Aber auch der Klimawandel, der als konkrete Bedrohung gesehen wird, und mit „Fridays For Future“ (steht als Synonym für eine jugendgeprägte Umweltbewegung) hat sich zudem die „Lage der Jugend“ stark seit der letzten Bundestagswahl 2017 verändert. Das Bundesverfassungsgericht spricht kürzlich in einer Urteilsbegründung zum neuen Klimaschutzgesetz sogar vom „Recht der Jugend auf Zukunft“. Hier besteht offensichtlich auch mit Blick auf die Wahlprogramme 2021 der Parteien (und auf die künftige Umsetzung und das politische Handeln) noch einiger Optimierungsbedarf.

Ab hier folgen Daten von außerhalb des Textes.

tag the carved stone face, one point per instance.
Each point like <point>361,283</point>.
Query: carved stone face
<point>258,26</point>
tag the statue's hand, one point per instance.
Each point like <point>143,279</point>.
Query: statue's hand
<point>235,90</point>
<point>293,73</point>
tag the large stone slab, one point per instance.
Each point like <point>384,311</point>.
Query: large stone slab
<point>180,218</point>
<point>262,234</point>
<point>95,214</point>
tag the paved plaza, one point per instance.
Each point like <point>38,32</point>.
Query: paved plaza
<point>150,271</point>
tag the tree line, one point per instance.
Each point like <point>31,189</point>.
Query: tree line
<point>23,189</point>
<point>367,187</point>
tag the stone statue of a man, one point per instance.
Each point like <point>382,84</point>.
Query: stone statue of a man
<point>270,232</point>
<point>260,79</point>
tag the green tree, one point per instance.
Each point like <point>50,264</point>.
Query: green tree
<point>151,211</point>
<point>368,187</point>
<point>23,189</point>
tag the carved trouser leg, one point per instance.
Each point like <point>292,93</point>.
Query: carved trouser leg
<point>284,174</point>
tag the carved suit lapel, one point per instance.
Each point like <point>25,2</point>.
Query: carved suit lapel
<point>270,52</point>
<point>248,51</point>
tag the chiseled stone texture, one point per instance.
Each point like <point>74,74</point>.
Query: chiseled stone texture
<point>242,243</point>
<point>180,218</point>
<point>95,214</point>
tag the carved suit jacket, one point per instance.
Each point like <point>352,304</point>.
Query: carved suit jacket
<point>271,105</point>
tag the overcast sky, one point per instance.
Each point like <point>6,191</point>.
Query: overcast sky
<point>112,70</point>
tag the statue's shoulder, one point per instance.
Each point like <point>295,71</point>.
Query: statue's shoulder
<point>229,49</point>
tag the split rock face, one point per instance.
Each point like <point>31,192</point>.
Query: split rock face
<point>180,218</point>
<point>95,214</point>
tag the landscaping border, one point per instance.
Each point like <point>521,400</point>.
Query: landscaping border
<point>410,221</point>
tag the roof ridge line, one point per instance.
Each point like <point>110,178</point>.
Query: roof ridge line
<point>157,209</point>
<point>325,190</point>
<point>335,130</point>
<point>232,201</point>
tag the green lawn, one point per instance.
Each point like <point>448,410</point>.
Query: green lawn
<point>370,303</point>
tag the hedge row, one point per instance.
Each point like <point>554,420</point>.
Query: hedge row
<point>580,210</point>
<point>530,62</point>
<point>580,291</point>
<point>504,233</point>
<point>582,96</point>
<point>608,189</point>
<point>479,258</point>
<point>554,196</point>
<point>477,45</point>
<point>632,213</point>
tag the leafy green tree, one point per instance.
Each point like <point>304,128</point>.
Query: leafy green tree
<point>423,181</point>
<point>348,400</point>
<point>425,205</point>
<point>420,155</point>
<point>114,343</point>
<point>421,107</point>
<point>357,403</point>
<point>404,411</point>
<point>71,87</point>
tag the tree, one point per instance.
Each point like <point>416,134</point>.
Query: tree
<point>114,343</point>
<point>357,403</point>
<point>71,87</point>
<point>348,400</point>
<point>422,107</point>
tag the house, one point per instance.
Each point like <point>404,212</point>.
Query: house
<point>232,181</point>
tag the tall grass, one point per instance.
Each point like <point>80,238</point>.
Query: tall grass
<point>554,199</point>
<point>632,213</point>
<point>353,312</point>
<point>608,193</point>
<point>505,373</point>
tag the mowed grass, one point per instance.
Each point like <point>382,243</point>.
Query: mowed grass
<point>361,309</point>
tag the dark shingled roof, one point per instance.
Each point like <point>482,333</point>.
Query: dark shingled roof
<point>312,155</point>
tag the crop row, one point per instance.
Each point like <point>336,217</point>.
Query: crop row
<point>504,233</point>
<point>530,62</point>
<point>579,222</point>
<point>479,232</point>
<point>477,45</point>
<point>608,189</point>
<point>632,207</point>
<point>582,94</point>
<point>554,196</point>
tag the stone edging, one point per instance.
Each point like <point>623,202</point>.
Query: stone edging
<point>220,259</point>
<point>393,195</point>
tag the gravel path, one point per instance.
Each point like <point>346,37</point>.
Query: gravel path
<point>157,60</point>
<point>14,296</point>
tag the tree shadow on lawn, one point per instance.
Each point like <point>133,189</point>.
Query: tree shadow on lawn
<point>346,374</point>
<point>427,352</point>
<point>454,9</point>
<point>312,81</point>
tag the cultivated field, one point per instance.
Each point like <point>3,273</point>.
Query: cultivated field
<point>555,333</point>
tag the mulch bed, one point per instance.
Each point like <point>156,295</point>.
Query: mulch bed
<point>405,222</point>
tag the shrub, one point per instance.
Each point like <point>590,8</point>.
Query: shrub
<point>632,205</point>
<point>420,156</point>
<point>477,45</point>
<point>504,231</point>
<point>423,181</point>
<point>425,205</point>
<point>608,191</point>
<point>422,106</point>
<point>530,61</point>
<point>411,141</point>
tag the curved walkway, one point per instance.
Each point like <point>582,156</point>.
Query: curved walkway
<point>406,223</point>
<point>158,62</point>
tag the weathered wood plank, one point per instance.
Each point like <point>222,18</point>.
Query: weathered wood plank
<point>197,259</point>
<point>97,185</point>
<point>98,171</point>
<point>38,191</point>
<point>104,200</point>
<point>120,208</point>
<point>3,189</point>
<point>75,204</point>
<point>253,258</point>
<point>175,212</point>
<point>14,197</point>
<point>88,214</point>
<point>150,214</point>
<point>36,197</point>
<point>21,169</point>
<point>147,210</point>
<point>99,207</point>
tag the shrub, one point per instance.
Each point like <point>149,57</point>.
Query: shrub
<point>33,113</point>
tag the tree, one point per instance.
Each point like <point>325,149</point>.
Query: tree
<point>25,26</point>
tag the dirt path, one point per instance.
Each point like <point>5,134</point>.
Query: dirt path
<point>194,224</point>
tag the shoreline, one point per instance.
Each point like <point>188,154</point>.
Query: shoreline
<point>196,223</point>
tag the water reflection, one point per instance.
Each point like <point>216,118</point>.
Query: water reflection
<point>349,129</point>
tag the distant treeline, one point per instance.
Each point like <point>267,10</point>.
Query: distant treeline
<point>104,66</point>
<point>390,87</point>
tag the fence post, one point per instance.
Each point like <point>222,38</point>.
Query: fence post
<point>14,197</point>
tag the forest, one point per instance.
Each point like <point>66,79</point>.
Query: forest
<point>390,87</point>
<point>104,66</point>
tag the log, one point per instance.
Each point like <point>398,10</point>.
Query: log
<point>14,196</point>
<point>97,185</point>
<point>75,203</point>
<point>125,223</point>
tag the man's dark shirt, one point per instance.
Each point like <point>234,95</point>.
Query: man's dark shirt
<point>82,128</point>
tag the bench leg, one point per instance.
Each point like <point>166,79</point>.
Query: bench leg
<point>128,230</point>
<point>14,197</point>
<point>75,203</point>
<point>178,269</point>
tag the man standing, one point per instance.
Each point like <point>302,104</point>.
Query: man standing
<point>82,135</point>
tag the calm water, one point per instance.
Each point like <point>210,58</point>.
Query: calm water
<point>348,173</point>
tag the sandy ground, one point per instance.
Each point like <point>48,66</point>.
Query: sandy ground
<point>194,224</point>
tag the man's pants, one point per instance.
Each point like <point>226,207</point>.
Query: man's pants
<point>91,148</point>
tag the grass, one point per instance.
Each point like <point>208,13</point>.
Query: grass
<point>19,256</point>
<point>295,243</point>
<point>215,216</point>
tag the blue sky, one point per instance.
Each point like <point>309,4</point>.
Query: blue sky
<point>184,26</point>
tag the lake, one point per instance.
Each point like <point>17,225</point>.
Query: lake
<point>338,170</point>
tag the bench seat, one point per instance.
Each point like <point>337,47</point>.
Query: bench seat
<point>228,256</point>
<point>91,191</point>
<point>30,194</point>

Es kann „kein weiter so“ bei der Jugendpolitik geben
Die verbindliche Förderung der Jugendarbeit und der Jugendverbände braucht Nachhaltigkeit und Planungssicherheit. Verbale Wahlversprechen der Parteien helfen nicht weiter, wenn es um die Bewältigung der künftigen Herausforderungen der „Jugendfragen“ geht. Vielleicht klappt es ja in der nächsten Legislaturperiode des Deutschen Bundestages (endlich) mit der der Herabsetzung des Wahlalters und mit der seit Langem geforderten Stärkung der Interessensvertretung von Jugendverbänden. Nicht nur auf die Umsetzung dieser politischen (Wahl-) Versprechen aus der Vergangenheit wird weiterhin gespannt gewartet. Dies auch, weil im neuen Bundestag voraussichtlich wieder rund die Hälfte der Volksvertreter:innen 50 Jahre und älter sein dürften – und allein schon deswegen sehen diese sicherlich nicht ihre erste Priorität bei „Jugendthemen“?
Fazit: Es kann „kein weiter so“ geben! Und deshalb geht es für viele Jugendliche um mehr als nur alle vier Jahre ein Kreuzchen zu machen!